Even if robust tumor genetic profiling (e.g., hundreds of cancer genes queried simultaneously) ultimately proves necessary, this intervention will not likely be sufficient for high-impact “precision” cancer medicine. Innovative approaches will also be needed to discern therapeutic combinations that might be tested in individual patients based on tumor genetic/molecular profiling information. The availability of WGS data in the study by Dahlman and colleagues (8) again offers a tantalizing view into such prospects. The aforementioned PTEN mutation might have endorsed a clinical trial of combined MEK and phosphoinositide 3-kinase inhibition. Moreover, the sequenced melanoma tumor harbored a BRCA2 mutation, which raises the intriguing notion of adding a PARP inhibitor to a MEK inhibitor in such settings. Expanded efforts are needed to design clinical trials that test both genomics-driven hypotheses and dosing/scheduling of novel anti-cancer drug combinations. In parallel, advances in pharmacodynamic and imaging modalities will be needed to determine whether the relevant therapeutic targets are being adequately intercepted at the tumor site that was subjected to genomic profiling. Overall, the study by Dahlman and colleagues (8) elaborates one of many components that will be required to “move the needle” of precision cancer medicine in a manner that provides durable benefit to many patients with cancer. And for the time being, it may also suggest that a comprehensive analysis of BRAF-activating mutations beyond V600 should be incorporated into the emerging framework for melanoma-targeted therapy.

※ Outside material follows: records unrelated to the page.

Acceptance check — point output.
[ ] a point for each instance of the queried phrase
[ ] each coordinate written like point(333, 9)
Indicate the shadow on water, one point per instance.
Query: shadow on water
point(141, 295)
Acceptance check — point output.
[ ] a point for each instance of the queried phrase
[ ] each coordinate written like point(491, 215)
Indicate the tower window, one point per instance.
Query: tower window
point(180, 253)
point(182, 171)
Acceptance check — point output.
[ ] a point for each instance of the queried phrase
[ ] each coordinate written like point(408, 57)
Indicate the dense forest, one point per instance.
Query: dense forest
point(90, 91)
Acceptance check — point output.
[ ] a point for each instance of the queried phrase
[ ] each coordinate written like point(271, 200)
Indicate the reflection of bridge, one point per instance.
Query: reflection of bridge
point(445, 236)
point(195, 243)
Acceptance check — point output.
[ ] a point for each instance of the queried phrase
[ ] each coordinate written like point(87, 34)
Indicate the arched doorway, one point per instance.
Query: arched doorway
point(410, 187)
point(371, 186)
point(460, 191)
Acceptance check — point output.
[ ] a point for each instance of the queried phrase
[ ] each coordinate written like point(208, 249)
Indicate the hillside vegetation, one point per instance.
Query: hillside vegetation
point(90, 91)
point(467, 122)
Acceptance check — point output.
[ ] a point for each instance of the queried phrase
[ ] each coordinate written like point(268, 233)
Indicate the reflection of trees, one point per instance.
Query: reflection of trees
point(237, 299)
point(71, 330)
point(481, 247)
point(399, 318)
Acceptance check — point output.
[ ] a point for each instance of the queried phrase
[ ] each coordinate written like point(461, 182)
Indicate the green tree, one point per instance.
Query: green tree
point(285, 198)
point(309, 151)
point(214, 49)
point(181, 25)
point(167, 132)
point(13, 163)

Disclosure of Potential Conflicts of Interest
L.A. Garraway has a commercial research grant from Novartis, has ownership interest in Foundation Medicine, and is a consultant/advisory board member for Novartis, Foundation Medicine, and Millennium. No potential conflicts of interest were disclosed by the other author.
The Editor-in-Chief of Cancer Discovery is an author of this article. In keeping with the AACR's Editorial Policy, the paper was peer reviewed and a member of the AACR's Publications Committee rendered the decision concerning acceptability.
This work was supported by the NIH New Innovator Award, the Starr Cancer Consortium, the Melanoma Research Alliance (L.A. Garraway), and the Breast Cancer Research Foundation (J. Baselga).